Within the Southern African region, National RENs (NRENs) already exist in Democratic Republic of Congo, Malawi, Mozambique, Namibia, South Africa, Tanzania and Zambia. NRENs are in formation in Zimbabwe and Madagascar. These initiatives are working together to establish the first sub-Saharan regional research and education network.
By pooling their current expenditure on Internet access, through the formation of an in-country non-profit organisation, universities and research councils in individual Southern African countries will be able to:
-
access vastly more bandwidth for the same amount of money, thus greatly lowering the unit cost of Internet access for students and staff;
-
purchase Internet access rather than renting it, thus lowering the cost of access;
-
access library and other materials for students and staff undertaking research;
-
place themselves in a position to share the best teaching expertise throughout the country/Southern African region by video-conferencing/skype, thereby enhancing the quality of teaching whilst reducing hugely the cost and time involved in staff secondments;
-
enable and enhance research collaboration regionally and internationally through connection to the global research and education community, all of which is supported by dedicated national and regional research and education infrastructure;
-
contribute to the building of a national and regional network which over time will create a regional backbone in Southern Africa and so become independent of the routing through London;
-
create a connectivity core through which all levels of education can gradually get access, and through that accelerating the integration of ICT in education to create the kind of human resource that will enable national competitiveness in the global knowledge economy: many developed economies have worked through NRENs to reach primary and secondary schools.
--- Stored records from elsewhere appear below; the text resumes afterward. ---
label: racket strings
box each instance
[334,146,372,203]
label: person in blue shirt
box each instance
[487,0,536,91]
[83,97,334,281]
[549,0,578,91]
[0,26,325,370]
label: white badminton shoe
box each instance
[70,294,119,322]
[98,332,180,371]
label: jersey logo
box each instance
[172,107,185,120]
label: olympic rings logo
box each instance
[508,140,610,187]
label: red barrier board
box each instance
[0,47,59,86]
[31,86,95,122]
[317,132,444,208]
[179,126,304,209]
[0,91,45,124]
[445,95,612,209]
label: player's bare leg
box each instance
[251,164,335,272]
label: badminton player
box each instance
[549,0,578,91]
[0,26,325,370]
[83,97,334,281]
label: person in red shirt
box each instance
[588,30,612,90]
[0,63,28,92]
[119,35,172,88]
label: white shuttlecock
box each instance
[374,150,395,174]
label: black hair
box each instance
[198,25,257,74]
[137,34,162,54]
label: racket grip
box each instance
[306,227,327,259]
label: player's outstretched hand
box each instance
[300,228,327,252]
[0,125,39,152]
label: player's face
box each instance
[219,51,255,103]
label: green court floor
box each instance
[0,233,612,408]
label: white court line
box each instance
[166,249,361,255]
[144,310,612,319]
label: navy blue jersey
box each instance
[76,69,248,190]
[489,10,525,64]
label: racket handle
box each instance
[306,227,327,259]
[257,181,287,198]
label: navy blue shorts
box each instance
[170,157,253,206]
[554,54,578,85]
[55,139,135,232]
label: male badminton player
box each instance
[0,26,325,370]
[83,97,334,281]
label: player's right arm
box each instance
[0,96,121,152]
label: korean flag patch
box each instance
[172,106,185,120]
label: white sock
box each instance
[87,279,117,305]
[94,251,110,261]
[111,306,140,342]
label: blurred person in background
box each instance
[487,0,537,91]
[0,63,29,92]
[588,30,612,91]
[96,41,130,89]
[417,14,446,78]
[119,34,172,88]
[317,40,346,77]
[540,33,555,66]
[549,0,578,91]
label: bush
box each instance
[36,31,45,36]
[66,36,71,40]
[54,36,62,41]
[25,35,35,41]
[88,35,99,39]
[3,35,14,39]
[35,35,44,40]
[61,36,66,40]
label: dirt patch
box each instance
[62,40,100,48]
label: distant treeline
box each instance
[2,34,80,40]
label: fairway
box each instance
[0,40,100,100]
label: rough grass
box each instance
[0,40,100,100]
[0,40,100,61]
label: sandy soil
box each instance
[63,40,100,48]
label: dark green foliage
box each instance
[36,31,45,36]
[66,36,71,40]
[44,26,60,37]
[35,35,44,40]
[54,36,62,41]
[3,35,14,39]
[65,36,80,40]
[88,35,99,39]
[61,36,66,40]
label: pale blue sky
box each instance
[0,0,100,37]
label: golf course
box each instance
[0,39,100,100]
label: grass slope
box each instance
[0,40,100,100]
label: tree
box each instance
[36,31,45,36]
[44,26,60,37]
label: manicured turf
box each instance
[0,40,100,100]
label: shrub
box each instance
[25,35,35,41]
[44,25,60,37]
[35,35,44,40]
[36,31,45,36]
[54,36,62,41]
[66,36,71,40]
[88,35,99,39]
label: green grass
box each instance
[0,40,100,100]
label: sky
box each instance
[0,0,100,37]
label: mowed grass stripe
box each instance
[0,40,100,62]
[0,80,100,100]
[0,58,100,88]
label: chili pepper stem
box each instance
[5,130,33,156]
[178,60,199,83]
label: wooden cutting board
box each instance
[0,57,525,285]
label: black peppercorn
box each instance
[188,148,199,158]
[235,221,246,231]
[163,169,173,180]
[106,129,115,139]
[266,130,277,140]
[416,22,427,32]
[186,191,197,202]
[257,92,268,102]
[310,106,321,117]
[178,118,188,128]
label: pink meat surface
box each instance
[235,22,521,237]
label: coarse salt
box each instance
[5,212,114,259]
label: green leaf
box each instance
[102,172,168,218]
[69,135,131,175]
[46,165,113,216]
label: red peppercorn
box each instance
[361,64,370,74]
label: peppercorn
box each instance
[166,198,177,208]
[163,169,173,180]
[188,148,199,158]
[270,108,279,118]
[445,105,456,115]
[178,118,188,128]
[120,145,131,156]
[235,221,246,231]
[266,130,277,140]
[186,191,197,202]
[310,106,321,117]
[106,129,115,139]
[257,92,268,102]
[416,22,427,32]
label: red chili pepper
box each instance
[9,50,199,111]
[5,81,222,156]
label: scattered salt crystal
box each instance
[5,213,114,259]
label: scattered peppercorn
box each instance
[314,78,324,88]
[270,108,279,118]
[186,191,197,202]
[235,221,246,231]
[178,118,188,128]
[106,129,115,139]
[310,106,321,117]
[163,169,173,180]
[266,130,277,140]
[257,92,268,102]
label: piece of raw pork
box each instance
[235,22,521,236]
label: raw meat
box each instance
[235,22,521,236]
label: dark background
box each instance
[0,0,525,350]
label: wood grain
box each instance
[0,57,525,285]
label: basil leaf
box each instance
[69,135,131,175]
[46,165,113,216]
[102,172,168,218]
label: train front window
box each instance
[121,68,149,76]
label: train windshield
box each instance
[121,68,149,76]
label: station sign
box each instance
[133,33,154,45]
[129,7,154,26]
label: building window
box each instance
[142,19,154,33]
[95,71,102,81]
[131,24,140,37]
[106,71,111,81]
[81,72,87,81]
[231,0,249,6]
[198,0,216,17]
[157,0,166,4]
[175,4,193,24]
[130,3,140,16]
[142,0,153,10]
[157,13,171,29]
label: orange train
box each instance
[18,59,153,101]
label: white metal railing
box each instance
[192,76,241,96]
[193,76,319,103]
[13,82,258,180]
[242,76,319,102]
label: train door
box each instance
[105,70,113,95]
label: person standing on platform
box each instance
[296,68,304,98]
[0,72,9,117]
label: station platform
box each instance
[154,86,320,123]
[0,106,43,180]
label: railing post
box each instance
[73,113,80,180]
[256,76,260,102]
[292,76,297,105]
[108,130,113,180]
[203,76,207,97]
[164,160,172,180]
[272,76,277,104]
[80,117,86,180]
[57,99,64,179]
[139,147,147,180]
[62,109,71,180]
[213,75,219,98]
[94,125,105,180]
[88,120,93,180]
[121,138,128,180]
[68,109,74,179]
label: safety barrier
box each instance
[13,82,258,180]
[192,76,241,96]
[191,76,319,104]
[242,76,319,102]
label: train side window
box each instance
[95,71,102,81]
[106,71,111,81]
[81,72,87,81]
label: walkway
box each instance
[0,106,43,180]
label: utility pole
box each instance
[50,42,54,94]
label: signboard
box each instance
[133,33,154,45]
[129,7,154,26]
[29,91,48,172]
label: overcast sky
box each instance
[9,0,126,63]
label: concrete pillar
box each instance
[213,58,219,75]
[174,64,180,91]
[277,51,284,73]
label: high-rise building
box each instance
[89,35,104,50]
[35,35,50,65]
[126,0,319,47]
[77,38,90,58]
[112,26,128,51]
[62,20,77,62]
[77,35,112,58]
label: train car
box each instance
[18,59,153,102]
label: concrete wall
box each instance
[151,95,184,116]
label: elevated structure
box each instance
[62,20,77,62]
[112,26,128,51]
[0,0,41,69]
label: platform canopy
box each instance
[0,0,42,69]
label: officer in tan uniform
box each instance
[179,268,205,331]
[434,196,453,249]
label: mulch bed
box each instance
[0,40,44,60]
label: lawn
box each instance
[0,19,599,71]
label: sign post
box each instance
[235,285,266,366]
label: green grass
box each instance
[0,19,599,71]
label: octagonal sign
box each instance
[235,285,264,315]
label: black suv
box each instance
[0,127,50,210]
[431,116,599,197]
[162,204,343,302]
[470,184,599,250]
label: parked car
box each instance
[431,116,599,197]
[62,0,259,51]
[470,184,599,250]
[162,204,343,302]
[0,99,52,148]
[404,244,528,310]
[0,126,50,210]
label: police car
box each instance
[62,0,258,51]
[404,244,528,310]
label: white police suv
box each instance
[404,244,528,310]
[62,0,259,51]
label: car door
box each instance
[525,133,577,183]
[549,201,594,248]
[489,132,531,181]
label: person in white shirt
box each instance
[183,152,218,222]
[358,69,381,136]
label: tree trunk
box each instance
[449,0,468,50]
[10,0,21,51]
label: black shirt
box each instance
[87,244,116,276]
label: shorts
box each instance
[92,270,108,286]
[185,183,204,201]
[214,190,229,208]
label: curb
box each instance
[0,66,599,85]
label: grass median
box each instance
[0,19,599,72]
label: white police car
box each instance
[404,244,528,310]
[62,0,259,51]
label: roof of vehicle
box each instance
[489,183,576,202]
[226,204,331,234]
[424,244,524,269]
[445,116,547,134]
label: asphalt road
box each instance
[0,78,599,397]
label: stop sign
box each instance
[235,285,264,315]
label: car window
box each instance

Ministers of Education who wish to see their universities and research institutions connected to each other, to sub-Saharan Africa and to their counterparts in Europe and America, need to champion the formation of NRENs in their countries. They need to work closely with their counterparts in telecommunications who control resources such as network capacities and licences, and with their country’s National Research and Education Network (NREN). Funding is required to start up the non-profit organisation that builds the national backbone in each country and Departments of Education could consider providing start-up funding for which matching funds could be sought from donors. In the longer term, the investments made through this model of university Internet access can also be extended to schools.